Krisis kepercayaan publik dan risiko ketidakstabilan jangka panjang
Faksi lain dari orang dalam kebijakan kripto sangat menentang alternatif peraturan. Mereka memperingatkan bahwa jika Undang-Undang Struktur Pasar tidak disahkan pada tahun 2026, industri tidak hanya akan terkena fluktuasi politik di masa depan tetapi juga akan kehilangan peluang utama untuk membangun kepercayaan publik. “Saya tidak bisa cukup menekankan betapa pentingnya menurut saya ini,” seorang pemimpin kebijakan kripto senior menekankan perlunya meloloskan undang-undang struktur pasar pada tahun 2026, yang masih mereka yakini sangat dapat dicapai.
Pemimpin kebijakan menekankan sejauh mana RUU tersebut berpotensi mengubah “persepsi publik tentang cryptocurrency” saat ini bahwa cryptocurrency adalah kasino yang meragukan. Masalah kepercayaan publik ini tidak dapat diselesaikan dengan pengecualian peraturan. Bahkan jika SEC dan CFTC mengizinkan aktivitas kripto melalui langkah-langkah administratif, investor biasa, pelanggan perusahaan, dan lembaga TradFi masih dapat melihatnya sebagai pengaturan sementara dan legalisasi informal.

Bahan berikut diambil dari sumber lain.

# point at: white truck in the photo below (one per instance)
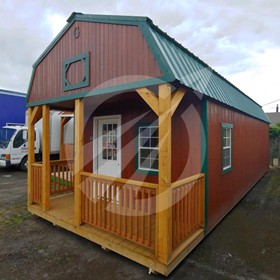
(13, 142)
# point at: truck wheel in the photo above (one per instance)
(23, 164)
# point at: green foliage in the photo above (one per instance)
(274, 131)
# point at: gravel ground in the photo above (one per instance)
(245, 245)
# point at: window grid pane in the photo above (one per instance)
(226, 142)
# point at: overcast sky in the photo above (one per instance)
(239, 39)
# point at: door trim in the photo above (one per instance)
(95, 142)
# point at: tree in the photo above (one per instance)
(274, 131)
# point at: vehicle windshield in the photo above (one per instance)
(5, 136)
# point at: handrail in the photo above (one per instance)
(37, 164)
(121, 180)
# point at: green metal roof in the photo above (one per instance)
(176, 63)
(194, 73)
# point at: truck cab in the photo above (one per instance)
(13, 145)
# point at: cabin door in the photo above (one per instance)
(108, 146)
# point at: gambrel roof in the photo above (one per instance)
(176, 63)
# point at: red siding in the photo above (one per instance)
(250, 159)
(133, 110)
(118, 55)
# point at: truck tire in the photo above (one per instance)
(23, 164)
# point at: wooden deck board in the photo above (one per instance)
(61, 213)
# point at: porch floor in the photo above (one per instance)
(61, 213)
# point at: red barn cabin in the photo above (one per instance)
(164, 146)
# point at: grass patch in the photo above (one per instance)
(15, 215)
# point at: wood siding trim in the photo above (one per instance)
(118, 56)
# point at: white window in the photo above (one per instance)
(227, 146)
(148, 148)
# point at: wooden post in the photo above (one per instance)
(61, 152)
(78, 158)
(46, 182)
(164, 195)
(31, 156)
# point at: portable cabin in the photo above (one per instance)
(164, 145)
(12, 107)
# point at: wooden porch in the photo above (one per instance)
(156, 225)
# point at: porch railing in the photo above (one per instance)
(187, 208)
(124, 207)
(61, 176)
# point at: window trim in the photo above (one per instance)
(226, 169)
(137, 148)
(82, 58)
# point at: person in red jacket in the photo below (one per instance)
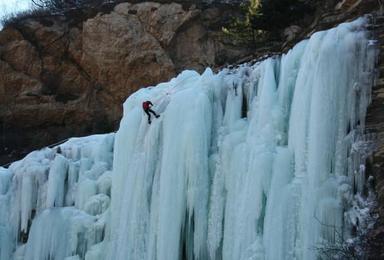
(147, 108)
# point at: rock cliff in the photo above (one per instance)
(62, 77)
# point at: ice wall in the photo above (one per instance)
(258, 162)
(66, 191)
(250, 163)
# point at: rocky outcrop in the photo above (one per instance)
(60, 77)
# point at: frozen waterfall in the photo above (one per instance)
(255, 162)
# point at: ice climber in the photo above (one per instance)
(147, 108)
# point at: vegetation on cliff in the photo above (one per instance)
(264, 19)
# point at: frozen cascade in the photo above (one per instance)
(249, 163)
(46, 183)
(256, 162)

Simbolisme legislasi bahkan lebih penting dalam beberapa hal daripada substansi. Ketika Kongres secara resmi mengesahkan RUU tersebut, itu mewakili dukungan industri oleh perwakilan terpilih, dukungan politik yang tidak dapat diberikan oleh perintah eksekutif. Bagi jutaan investor skeptis yang masih memandang kripto sebagai alat ilegal atau curang, undang-undang kongres bisa menjadi titik kritis bagi mereka untuk bersedia berpartisipasi.

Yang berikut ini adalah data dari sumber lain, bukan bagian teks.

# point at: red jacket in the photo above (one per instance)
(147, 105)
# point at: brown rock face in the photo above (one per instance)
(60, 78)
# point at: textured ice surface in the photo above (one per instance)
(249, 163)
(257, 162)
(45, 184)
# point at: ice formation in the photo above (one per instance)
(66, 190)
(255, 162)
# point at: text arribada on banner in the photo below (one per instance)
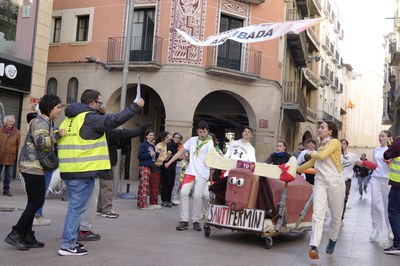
(253, 33)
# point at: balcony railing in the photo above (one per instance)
(393, 50)
(324, 73)
(295, 102)
(297, 43)
(142, 49)
(326, 45)
(249, 62)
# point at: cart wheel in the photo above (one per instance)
(268, 242)
(207, 230)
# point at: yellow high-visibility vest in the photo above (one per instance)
(81, 155)
(394, 173)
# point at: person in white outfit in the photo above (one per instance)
(242, 149)
(349, 160)
(197, 174)
(329, 187)
(380, 188)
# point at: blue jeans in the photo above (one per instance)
(8, 171)
(394, 214)
(47, 180)
(79, 192)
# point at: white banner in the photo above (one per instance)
(253, 33)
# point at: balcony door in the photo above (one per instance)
(229, 53)
(142, 35)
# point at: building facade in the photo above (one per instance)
(24, 35)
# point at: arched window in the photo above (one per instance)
(72, 92)
(52, 86)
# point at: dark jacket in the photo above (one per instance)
(392, 152)
(173, 148)
(94, 126)
(144, 156)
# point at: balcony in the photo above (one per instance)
(340, 88)
(314, 7)
(253, 2)
(337, 27)
(303, 7)
(331, 49)
(144, 54)
(327, 9)
(312, 35)
(247, 66)
(326, 45)
(393, 50)
(335, 84)
(294, 101)
(324, 73)
(310, 78)
(297, 43)
(328, 117)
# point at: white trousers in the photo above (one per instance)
(200, 185)
(379, 202)
(328, 192)
(90, 213)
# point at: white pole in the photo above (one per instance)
(125, 72)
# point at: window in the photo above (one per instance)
(82, 28)
(142, 35)
(57, 30)
(229, 53)
(52, 86)
(72, 92)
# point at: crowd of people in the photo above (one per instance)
(86, 144)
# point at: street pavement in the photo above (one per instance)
(141, 237)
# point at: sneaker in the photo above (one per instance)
(176, 202)
(390, 234)
(79, 245)
(110, 214)
(330, 248)
(196, 226)
(40, 220)
(392, 250)
(147, 208)
(374, 237)
(7, 193)
(167, 204)
(76, 251)
(182, 226)
(88, 236)
(313, 254)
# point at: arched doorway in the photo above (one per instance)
(153, 112)
(225, 115)
(306, 136)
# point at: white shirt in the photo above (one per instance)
(300, 159)
(382, 169)
(240, 150)
(348, 162)
(197, 166)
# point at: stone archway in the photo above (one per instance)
(153, 112)
(226, 113)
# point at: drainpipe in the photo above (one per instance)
(125, 72)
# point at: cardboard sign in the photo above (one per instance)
(245, 219)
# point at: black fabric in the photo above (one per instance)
(35, 188)
(265, 200)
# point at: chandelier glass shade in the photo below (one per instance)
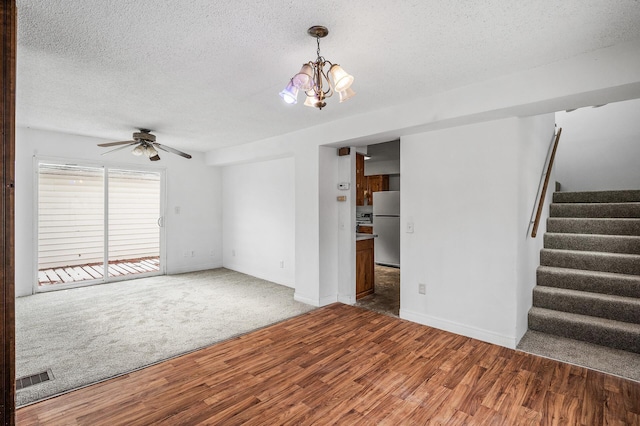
(316, 83)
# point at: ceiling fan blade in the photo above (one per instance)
(115, 143)
(172, 150)
(129, 143)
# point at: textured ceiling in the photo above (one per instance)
(205, 74)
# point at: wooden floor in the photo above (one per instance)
(345, 365)
(71, 274)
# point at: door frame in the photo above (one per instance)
(9, 17)
(105, 166)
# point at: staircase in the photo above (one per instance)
(588, 282)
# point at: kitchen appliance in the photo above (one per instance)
(386, 224)
(363, 218)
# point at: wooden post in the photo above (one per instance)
(8, 15)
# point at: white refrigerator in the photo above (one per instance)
(386, 224)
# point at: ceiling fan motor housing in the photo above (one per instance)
(144, 137)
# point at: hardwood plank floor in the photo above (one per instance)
(345, 365)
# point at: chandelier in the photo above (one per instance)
(315, 82)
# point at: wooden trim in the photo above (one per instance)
(8, 15)
(534, 232)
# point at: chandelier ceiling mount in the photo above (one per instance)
(315, 82)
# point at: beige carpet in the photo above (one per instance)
(90, 334)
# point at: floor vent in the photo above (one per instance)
(25, 382)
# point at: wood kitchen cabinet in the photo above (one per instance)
(364, 268)
(364, 229)
(361, 183)
(376, 183)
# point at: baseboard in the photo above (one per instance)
(194, 268)
(324, 301)
(307, 300)
(347, 300)
(462, 329)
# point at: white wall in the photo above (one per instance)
(464, 190)
(599, 148)
(191, 185)
(328, 216)
(605, 75)
(259, 219)
(535, 135)
(385, 167)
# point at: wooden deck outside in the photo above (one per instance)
(76, 273)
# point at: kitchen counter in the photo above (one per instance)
(362, 237)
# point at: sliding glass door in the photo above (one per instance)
(97, 224)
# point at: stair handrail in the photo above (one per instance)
(536, 222)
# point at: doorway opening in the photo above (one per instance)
(96, 224)
(378, 213)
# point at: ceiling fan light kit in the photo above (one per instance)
(315, 82)
(145, 144)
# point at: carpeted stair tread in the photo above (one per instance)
(617, 308)
(620, 263)
(591, 281)
(616, 226)
(623, 196)
(629, 244)
(607, 210)
(601, 331)
(601, 358)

“Bisakah pemerintah saat ini berbuat banyak untuk meringankan masalah ini? Ya, itu bisa,” kata pemimpin kebijakan itu. “Tapi bisakah itu seefektif undang-undang? Sama sekali tidak.” Kontras ini langsung ke inti masalah: reformasi peraturan hanyalah tindakan sementara, dan stabilitas jangka panjang sejati hanya dapat datang dari undang-undang. Jika kesempatan itu terlewatkan pada tahun 2026, jendela legislatif berikutnya mungkin tidak sampai tahun 2029 atau bahkan kemudian, di mana industri akan terus beroperasi dalam ambiguitas hukum.